While a probable recession is on the mind of many an American, Canadians are feeling pretty secure (and a bit smug) about their economic lot. There has been no subprime mortgage debacle north of the 49th and, in fact, housing starts and prices continue to soar in many cities. Toronto’s a good example. Moreover, our dollar remains strong on world markets. It was actually worth 13 cents more than the U.S. greenback in December, an all-time high.

Still, only a fool thinks we’re not immune to what happens in the United States—our largest trading partner—if its downward spiral is deep. The manufacturing industry, one of the mainstays of Ontario’s economy, is already feeling the pinch of a higher trading dollar against the greenback. A lengthy U.S. downturn could severely affect it.

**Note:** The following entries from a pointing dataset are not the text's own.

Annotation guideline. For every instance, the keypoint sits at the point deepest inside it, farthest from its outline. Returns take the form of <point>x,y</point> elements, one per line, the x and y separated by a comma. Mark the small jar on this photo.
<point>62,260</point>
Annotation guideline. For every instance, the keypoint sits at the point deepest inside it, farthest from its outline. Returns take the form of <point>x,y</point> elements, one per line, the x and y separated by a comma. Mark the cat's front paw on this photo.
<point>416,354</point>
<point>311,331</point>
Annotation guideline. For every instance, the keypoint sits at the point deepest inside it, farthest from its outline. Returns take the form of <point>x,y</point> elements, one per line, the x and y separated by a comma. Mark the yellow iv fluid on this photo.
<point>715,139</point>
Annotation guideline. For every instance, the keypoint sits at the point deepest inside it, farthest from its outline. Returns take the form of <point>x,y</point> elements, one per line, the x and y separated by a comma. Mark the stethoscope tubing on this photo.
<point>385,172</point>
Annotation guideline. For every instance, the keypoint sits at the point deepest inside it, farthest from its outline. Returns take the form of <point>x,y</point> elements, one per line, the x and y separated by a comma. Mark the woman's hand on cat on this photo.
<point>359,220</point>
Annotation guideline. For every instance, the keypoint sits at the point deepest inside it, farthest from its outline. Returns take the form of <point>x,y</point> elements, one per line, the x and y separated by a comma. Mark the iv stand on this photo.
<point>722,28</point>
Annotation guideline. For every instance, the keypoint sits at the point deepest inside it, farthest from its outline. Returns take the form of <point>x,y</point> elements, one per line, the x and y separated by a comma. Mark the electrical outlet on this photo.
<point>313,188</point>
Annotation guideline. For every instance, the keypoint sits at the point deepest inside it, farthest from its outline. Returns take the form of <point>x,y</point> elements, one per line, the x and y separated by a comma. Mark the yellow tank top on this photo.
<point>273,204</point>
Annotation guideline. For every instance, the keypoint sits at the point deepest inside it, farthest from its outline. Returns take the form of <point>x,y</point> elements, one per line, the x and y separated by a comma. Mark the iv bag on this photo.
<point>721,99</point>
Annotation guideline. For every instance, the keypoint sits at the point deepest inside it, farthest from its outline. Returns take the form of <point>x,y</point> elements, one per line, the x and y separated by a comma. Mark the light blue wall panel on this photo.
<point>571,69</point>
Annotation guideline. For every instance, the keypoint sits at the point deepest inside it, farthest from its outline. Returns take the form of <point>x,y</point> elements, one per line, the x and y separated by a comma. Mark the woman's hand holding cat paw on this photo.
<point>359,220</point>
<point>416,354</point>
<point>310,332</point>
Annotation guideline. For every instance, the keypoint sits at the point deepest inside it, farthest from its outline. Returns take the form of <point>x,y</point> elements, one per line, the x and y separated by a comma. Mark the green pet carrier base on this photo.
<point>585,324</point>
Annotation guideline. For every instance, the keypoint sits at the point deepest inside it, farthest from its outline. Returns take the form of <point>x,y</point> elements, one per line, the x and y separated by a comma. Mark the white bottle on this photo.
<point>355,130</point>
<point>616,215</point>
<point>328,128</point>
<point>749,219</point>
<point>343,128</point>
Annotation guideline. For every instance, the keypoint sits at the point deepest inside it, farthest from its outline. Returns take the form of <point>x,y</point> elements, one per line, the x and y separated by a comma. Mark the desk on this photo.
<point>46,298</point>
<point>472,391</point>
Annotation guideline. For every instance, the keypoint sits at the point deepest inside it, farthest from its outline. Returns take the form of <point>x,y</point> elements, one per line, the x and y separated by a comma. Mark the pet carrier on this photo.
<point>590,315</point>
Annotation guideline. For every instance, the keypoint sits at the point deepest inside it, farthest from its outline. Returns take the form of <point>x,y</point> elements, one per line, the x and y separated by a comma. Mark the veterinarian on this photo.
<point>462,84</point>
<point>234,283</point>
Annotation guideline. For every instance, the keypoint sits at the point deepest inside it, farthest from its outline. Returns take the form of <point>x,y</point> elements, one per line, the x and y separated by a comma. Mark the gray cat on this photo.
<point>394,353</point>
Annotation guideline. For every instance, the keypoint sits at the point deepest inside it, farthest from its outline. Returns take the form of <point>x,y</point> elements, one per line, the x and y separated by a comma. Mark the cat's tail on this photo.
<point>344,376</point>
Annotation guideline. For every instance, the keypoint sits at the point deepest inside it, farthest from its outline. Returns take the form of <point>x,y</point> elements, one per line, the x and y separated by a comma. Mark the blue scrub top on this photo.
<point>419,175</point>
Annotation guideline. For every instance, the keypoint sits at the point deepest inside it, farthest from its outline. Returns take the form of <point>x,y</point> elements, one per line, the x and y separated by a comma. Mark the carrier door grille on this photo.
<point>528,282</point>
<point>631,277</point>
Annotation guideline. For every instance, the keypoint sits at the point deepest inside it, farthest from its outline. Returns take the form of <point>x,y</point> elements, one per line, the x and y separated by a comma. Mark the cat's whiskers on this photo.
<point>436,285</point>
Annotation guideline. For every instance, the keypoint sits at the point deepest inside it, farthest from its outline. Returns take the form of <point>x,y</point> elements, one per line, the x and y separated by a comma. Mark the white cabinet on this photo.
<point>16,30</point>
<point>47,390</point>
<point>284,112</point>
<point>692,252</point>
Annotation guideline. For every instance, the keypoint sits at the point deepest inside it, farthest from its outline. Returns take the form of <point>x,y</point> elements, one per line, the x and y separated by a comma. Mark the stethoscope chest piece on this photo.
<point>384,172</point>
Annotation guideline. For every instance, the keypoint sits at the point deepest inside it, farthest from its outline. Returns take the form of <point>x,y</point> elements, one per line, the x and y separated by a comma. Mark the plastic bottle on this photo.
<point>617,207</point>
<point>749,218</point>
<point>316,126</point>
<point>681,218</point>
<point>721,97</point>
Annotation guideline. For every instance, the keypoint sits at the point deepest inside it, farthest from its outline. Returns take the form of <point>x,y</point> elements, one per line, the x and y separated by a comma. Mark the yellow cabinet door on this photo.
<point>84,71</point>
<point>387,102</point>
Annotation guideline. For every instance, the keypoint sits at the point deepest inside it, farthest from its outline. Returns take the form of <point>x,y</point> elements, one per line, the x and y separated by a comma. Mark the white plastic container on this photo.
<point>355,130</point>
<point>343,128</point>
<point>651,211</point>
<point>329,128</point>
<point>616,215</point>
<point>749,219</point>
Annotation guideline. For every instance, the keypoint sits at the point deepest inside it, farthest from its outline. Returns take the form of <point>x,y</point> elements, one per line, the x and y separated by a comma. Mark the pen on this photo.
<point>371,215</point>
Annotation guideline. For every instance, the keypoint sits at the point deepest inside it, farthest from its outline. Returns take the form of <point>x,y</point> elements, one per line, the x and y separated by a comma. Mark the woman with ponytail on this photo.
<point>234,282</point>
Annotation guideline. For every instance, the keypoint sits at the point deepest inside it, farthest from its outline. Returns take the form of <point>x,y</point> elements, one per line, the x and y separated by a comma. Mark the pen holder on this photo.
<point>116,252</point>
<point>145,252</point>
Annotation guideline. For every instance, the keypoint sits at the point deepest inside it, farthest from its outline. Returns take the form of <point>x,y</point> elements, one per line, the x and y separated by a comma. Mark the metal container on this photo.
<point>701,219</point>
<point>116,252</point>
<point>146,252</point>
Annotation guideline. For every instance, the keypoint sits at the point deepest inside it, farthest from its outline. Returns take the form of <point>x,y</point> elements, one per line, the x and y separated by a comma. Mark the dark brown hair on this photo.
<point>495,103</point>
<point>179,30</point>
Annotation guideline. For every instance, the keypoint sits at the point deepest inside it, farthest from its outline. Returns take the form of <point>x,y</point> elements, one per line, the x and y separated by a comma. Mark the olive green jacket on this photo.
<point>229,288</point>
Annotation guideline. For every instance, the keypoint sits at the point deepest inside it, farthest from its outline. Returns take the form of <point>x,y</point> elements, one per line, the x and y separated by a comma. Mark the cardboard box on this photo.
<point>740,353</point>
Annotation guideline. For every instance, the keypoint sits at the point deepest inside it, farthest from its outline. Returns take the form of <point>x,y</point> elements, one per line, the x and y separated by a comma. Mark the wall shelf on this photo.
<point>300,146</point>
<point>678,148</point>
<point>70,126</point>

Riding high on the crest of the booming oilpatch, Alberta, however, shows few signs of an economic upheaval, so it’s no surprise that its biggest city, Calgary, is one of the hottest tower crane markets in the country. Over the next two years, the most prominent downtown project will be a 58-story, 1.7 million square foot office behemoth.

Called the EnCana Bow Tower, the crescent-shaped building presents unusual design and construction challenges for many trades—including the two cladding contractors. It will feature an exterior diagrid of structural steel webbing and cladding of aluminum and glass. One of the hurdles is how to expose steel on the inside of the building and clad it in an unusual but rational manner. It is a formidable task.

The design team can’t afford any surprises.

"Once the steel is up, the cladding people have to deal with whatever they are left with,” explains David Jefferies, managing project architect of Zeidler Partnership Architects. Zeidler has teamed up with world-renowned architect Foster + Partners of Great Britain.

The tower features a capless aluminum curtainwall framing system, consisting of 5-foot modules in a split frame that snaps together. The framing, which uses an interlocking split box installation with an integrated thermal break and air seal, is set in straight sections to form gentle curves that develop the bow-shape of the building, explains Jefferies. The bow reduces the wind load on the structure and gusts at sidewalk-level. The design is engineered to be 30 percent lighter than conventional office towers.

The "layers of the skin” of the tower are no different than other towers except at the southeast face where large atria collect solar energy. The interior offices feature sun shade control to minimize solar heat gain from the outer atria, which will be at 12, 18 and 24 stories. Here, the diagrid is free-standing and separated from the floor slab over these heights. By comparison, a typical office building’s floor plates extend out to the face of the wall.

One cladding contractor is Sota Glazing Inc. Its project manager, Pino Donato, says devising an anchor system for the structural steel and cladding system to deal with movement on the southwest face was a challenge. Scheduling cladding installation will be tricky, based on when the steel erections contractor can "stiffen up” the tower enough to prevent movement.

Essentially, the structure will be "tied in” at the 24th floor where the floor plate extends to the exterior wall. "At that point they will let all their braces loose” and cladding installation will commence. The curtainwall anchorage is designed to allow for tolerance (movement of about one inch in all directions) in the steel structure, he points out.

It’s only one of many challenges Sota will face over the next couple of years in a busy city where thoughts of recession are the furthest thing from anyone’s mind.

Don Procter is free-lance writer in Ontario, Canada.